Ethernet exchanges a pain in the backend: C&WW

December 5th, 2011 by · Leave a Comment

This article was authored by John Tanner, and was originally posted on telecomasia.net.

This time last year, Ethernet exchanges were a fresh topic at Carrier Ethernet World Asia, promising easy interconnection of Ethernet services between service providers. One year later, at least one major carrier – Cable & Wireless Worldwide – is not impressed.

Alex Conner’s, head of international product management at C&WW, expressed disdain for the Ethernet exchange concept, at least on a practical engineering basis.
“Ethernet exchanges are a nice idea, but they haven’t been delivering the value expected,” he said during a keynote presentation at last week’s Carrier Ethernet World Congress Asia event.

Conner’s argued that for carriers, the exchange model only works as well as the ability of your backend team to deal with it.

“Just because you can interconnect into an exchange doesn’t mean the engineers on the backend will accept that,” he said. “Operator integration technology integration and commercial dialogue all still have to happen in the backend to make that service work.” In other words, stuff carriers do anyway when they interconnect Ethernet services bilaterally.

Other carriers weren’t quite as tough on the Ethernet exchange model.
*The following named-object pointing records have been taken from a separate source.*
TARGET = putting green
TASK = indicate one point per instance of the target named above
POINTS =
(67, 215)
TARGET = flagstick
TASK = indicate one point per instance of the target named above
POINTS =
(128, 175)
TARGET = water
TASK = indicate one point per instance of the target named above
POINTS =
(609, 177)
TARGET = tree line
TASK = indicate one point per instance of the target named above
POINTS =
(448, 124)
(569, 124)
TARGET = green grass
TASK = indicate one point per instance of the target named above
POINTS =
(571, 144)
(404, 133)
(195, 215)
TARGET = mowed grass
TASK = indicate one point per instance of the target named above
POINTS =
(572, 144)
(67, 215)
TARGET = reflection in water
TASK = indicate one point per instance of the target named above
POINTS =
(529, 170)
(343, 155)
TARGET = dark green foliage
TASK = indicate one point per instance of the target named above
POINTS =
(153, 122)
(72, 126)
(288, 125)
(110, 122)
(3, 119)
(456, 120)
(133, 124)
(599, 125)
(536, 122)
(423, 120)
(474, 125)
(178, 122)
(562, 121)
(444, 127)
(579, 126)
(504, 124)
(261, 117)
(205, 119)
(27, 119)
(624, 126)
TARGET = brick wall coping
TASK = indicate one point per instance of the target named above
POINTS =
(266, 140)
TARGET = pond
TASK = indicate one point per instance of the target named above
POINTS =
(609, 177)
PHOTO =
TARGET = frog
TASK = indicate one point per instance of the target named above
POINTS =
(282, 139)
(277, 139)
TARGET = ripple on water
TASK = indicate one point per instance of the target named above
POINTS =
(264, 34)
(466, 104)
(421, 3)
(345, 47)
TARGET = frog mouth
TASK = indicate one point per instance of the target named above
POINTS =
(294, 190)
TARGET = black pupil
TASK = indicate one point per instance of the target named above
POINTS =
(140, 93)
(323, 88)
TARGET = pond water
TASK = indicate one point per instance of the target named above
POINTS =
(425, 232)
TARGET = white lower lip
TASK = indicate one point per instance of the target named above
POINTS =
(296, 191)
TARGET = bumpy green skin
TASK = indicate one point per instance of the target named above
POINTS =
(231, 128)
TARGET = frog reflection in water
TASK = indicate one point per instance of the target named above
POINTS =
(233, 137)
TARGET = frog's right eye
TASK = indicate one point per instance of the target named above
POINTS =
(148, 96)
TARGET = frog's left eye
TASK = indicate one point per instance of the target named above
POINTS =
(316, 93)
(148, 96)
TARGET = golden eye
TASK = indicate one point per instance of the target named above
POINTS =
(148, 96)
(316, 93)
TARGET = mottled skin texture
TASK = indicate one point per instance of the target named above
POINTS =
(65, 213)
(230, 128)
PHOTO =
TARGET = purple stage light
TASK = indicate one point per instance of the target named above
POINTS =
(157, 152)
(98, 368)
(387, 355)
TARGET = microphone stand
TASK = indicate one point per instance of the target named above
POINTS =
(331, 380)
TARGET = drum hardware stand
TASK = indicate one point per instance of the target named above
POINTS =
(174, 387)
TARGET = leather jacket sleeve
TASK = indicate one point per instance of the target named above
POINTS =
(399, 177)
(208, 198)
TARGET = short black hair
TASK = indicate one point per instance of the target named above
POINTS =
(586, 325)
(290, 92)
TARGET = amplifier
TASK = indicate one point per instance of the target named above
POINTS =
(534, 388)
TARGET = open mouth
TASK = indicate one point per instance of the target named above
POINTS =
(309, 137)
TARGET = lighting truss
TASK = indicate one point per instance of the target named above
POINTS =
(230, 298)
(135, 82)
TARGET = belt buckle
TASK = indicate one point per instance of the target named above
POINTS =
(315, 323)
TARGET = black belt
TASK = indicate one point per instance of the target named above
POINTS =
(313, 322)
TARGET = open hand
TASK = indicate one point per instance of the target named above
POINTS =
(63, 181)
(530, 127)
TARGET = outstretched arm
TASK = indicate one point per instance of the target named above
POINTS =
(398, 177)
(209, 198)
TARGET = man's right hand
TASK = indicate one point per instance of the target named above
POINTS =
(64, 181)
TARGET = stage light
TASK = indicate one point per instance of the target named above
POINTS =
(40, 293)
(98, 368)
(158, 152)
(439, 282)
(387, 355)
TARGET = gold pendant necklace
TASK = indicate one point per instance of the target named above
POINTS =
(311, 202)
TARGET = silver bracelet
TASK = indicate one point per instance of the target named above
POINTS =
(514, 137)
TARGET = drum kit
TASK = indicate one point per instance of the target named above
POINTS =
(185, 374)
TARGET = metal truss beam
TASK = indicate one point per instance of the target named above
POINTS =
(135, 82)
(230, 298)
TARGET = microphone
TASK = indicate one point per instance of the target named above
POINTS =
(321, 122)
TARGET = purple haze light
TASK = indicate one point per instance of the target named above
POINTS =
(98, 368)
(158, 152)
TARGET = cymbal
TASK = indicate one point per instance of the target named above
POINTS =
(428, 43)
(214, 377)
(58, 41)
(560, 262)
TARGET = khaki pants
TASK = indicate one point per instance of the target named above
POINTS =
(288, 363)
John Garrett, VP of product strategy and management for carrier services at Pacnet – which is a customer of Equinix’s Ethernet exchange service – said during a panel session Q&A that one big challenge of using such exchanges is doing so in regions where you’ve already got a local partner – especially when local access is your biggest pain point.

Ted Teoh, deputy GM for Hutchison Global Communications, said on the same panel HGC was looking at Ethernet exchanges, but so far is sticking to arranging E-NNIs directly with partners where its network operates.

Meanwhile, also on the same panel, Marc Teichtahl, director of IPNGN Asia-Pacific, Japan and China for Cisco Systems, commented that a lack of commercial arrangements makes exchanges a difficult proposition for carriers, and suggested that carriers might try rehashing old business models to make it work.

“Something like voice arbitrage, for example – that could be modified for something like this to ease the complexity,” he said.